Il raccrocha en soupirant. Il n'aimait pas parler à des répondeurs. Il n'était jamais à l'aise et ça s'entendait. Passant dans la cuisine, il décida de préparer un chocolat chaud réconfortant à l'homme de sa vie et s'activa quelques minutes, avant d'emporter la tasse fumante, dont l'arôme délicieux l'enveloppait comme un cocon, jusqu'à la chambre. En s'approchant, il s'aperçut alors que Kazuya s'était endormi. Ce qui n'était pas étonnant dans la mesure où il était minuit passé et où il avait eu une longue journée. Jin posa la tasse sur la table, puis s'approcha de lui et, sans le réveiller, le glissa sous la couette, avant d'éteindre la lumière. Pour sa part, il n'avait pas encore sommeil. Trop de choses tournoyaient sans fin dans sa tête et surtout, il n'arrivait pas à comprendre le comportement téléphonique de Koki et Junno. Récupérant la tasse, il sortit de la pièce en en refermant la porte, sans que le plus jeune ne remue, preuve qu'il était vraiment épuisé, puis il alla s'installer devant la télévision, qu'il alluma machinalement. A force de réfléchir, la fatigue finit par l'emporter et, à son tour, Jin glissa dans les bras de Morphée, écroulé sur le canapé en cuir du salon.
En plein milieu de la nuit, un cri réveilla Jin en sursaut. Désorienté, il mit quelques secondes à comprendre qu'il était dans le salon et que ledit cri venait de sa chambre. Chambre… Cri… Kazu… KAZU ! Fonçant comme un dératé tant il avait peur qu'il ne soit arrivé quelque chose à son bien-aimé (peut-être une crise de… il ne savait quoi mais une crise. Après tout, son Kazu était malade), il pila près du lit en voyant son bien-aimé haletant, les cheveux collés sur son front par la sueur et les vêtements de même. Luttant contre la vague de désir qui le submergeait soudain en le voyant dans cet état, Akanishi s'approcha, s'assit près de lui et lui caressa la joue.
- Kazu, ça va ?
Pour toute réponse, son cadet se blottit contre lui et le serra contre lui de toutes ses forces sans rien dire. Surpris, Jin, qui venait de penser "kawai !", referma ses bras sur lui en s'efforçant d'ignorer son odeur qui menaçait déjà de le rendre fou. Il avait besoin de réconfort, là, c'était tout.

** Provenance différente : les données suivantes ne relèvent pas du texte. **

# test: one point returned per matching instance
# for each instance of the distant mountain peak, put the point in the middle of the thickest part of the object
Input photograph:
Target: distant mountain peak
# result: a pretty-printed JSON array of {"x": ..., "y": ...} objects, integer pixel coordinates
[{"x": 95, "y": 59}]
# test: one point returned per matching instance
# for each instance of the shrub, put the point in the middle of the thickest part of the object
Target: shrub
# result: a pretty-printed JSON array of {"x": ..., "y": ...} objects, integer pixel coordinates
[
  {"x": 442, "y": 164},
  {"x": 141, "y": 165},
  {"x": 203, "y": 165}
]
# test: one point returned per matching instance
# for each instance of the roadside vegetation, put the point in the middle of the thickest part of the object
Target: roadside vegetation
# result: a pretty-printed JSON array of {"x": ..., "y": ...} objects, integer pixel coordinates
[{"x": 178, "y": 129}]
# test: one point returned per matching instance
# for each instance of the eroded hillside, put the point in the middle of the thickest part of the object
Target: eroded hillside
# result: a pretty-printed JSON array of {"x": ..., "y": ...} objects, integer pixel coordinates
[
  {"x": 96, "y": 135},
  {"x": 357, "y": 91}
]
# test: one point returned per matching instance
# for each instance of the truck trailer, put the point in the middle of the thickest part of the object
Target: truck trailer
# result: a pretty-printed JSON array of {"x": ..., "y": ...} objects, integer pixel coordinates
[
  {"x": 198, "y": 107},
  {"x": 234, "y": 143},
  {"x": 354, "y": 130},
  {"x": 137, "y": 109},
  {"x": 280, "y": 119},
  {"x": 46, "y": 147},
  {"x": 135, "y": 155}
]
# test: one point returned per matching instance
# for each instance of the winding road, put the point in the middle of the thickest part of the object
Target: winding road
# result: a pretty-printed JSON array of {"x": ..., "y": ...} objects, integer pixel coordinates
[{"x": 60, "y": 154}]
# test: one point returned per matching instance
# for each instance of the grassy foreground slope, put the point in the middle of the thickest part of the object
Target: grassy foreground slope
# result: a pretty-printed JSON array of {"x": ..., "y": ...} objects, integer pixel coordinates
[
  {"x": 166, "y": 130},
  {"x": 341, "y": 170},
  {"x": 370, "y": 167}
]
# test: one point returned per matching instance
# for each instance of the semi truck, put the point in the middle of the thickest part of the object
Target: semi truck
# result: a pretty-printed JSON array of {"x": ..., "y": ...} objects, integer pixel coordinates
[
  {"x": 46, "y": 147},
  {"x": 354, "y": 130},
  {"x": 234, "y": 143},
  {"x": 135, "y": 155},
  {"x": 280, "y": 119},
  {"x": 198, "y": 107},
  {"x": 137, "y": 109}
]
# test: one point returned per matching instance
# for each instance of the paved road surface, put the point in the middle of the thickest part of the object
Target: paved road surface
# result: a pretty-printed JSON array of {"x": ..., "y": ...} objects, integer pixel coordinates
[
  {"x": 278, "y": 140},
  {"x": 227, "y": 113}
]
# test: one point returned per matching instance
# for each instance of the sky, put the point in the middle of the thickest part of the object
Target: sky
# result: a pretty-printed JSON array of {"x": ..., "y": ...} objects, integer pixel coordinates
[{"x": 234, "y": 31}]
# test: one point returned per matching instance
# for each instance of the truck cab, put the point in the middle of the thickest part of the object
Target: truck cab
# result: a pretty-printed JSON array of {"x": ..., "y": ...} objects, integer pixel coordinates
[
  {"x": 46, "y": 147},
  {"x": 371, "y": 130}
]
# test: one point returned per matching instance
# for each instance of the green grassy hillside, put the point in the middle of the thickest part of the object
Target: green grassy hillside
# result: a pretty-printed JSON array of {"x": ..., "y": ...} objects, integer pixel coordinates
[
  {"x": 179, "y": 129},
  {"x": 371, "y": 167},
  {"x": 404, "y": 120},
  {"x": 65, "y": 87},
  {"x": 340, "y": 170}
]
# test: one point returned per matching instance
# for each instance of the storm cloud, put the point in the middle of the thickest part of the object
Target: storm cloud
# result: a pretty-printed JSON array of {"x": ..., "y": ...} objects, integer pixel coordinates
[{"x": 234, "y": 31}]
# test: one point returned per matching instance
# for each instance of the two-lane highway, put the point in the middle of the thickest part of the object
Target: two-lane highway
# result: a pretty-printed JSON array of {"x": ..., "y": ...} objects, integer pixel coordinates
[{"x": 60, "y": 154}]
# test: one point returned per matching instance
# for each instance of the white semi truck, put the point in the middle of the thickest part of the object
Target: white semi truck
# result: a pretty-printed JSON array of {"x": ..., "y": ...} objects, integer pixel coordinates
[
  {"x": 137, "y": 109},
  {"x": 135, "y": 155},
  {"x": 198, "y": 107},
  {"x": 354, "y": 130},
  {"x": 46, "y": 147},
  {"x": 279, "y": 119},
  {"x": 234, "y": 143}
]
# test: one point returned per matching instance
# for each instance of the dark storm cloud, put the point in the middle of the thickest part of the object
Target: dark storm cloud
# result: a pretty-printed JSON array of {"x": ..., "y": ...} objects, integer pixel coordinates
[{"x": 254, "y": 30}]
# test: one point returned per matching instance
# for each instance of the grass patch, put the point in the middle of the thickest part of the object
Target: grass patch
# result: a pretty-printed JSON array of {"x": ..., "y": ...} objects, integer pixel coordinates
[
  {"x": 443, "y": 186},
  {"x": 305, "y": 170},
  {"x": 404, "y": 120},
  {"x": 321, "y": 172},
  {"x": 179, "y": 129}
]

- Hé je vais pas m'envoler, fit Akanishi en constatant que la force de l'étreinte de Kazuya s'était encore accrue. T'as fais un cauchemar, hein ?

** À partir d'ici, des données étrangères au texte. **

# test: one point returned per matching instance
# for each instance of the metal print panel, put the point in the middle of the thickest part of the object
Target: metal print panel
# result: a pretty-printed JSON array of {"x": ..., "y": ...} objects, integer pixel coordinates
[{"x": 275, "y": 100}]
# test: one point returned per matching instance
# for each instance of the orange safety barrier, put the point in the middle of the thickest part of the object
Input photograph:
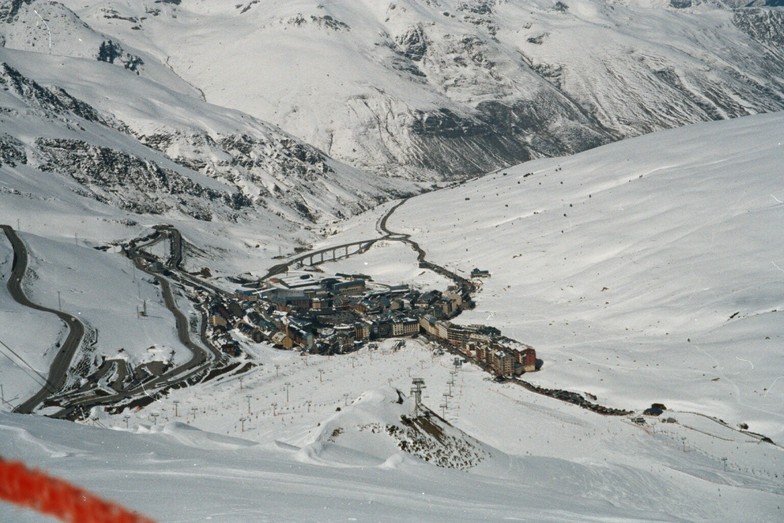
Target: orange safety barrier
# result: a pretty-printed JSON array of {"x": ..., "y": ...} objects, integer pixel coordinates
[{"x": 58, "y": 498}]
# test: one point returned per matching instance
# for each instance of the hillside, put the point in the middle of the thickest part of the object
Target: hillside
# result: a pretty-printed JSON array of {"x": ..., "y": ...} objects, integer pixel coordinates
[
  {"x": 446, "y": 87},
  {"x": 647, "y": 270},
  {"x": 669, "y": 292}
]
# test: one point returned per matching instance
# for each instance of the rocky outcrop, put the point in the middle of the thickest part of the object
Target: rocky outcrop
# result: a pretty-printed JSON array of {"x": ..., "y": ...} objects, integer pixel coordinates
[{"x": 132, "y": 183}]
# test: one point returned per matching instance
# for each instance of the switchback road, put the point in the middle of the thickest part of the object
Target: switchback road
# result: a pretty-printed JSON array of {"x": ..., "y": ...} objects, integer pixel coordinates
[{"x": 62, "y": 360}]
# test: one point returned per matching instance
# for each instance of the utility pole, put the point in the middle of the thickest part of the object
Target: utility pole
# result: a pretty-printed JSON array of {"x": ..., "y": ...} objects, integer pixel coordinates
[{"x": 417, "y": 385}]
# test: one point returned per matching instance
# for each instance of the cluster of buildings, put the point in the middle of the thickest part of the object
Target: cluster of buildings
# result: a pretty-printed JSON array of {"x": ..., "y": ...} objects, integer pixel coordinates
[
  {"x": 484, "y": 344},
  {"x": 340, "y": 314}
]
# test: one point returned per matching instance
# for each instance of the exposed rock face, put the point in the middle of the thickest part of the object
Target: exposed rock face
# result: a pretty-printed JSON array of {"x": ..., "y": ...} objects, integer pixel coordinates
[
  {"x": 766, "y": 26},
  {"x": 11, "y": 151},
  {"x": 132, "y": 183},
  {"x": 52, "y": 100}
]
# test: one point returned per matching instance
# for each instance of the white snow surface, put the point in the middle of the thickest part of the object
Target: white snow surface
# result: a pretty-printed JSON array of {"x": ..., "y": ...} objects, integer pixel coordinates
[
  {"x": 646, "y": 270},
  {"x": 665, "y": 238},
  {"x": 336, "y": 74}
]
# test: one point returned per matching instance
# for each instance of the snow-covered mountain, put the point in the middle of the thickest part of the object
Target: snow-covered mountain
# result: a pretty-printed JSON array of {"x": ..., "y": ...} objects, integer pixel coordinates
[
  {"x": 648, "y": 270},
  {"x": 134, "y": 135},
  {"x": 643, "y": 271},
  {"x": 461, "y": 86}
]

Hochement de tête dans le creux de son cou.
- Tu veux m'en parler ?
Nouveau hochement de tête, négatif cette fois.
- T'es sûr ? Ca a eu l'air de te traumatiser pourtant.
Un petit reniflement lui répondit et Jin sentit des gouttes lui tomber dans le cou.

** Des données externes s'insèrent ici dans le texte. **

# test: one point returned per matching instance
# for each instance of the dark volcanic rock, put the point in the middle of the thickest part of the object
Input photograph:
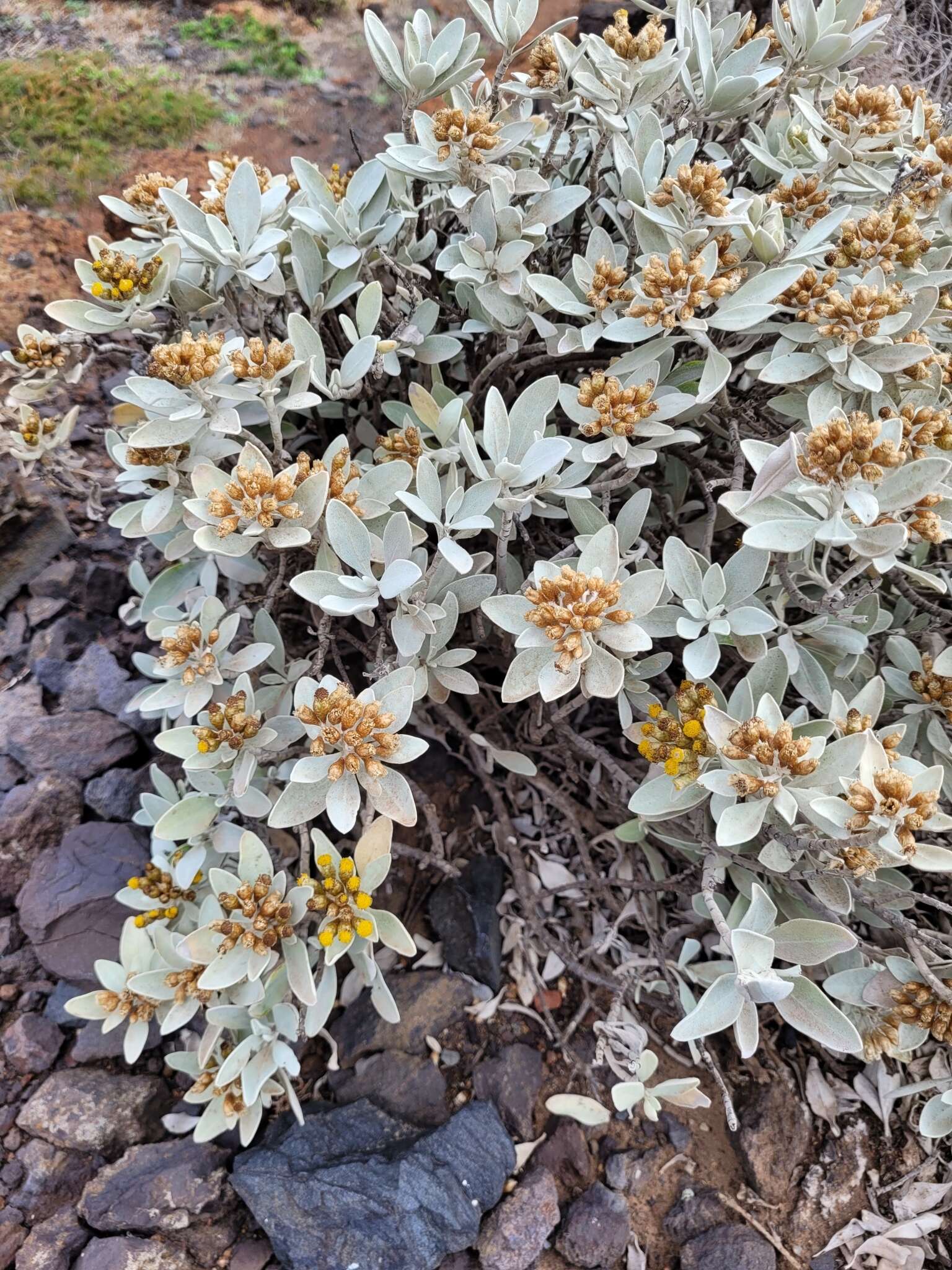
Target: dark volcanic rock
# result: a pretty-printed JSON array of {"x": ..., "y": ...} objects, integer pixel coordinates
[
  {"x": 728, "y": 1246},
  {"x": 36, "y": 815},
  {"x": 161, "y": 1186},
  {"x": 77, "y": 745},
  {"x": 68, "y": 908},
  {"x": 428, "y": 1002},
  {"x": 596, "y": 1230},
  {"x": 356, "y": 1186},
  {"x": 409, "y": 1088},
  {"x": 516, "y": 1232},
  {"x": 512, "y": 1081},
  {"x": 88, "y": 1110},
  {"x": 464, "y": 913}
]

- Pour que tu en pleure, ça devait vraiment être horrible, reprit-il doucement en penchant légèrement la tête pour l'embrasser tendrement. Raconte-moi, Kazu.
- C'était… le jour de notre mariage… Je suis rentré dans… la pièce où tu… étais et… et…
- Et ? l'encouragea gentiment Jin.
- Et je t'ai trouvé… au sol, dans une… marre de sang… le cr… crâne fracassé par… Junno qui tenait… une statuette…
Stupéfait, Akanishi cligna des yeux. Ah bah ça pour un cauchemar…
- J'av… avais tellement mal, Jin… Je voulais… pas que tu meures…
- Mais c'était qu'un cauchemar et je suis bien vivant, près de toi, hein ? le rassura l'aîné, touché par sa détresse après un simple mauvais rêve, même si dedans, il mourrait.
- Jin… Tu me q… quittera jamais, hein ?
- Jamais, je te le jure. Tu es ce que j'ai de plus précieux au monde, Kazu.
- Je t'aime, Jin… déclara le plus jeune en embrassant son aîné.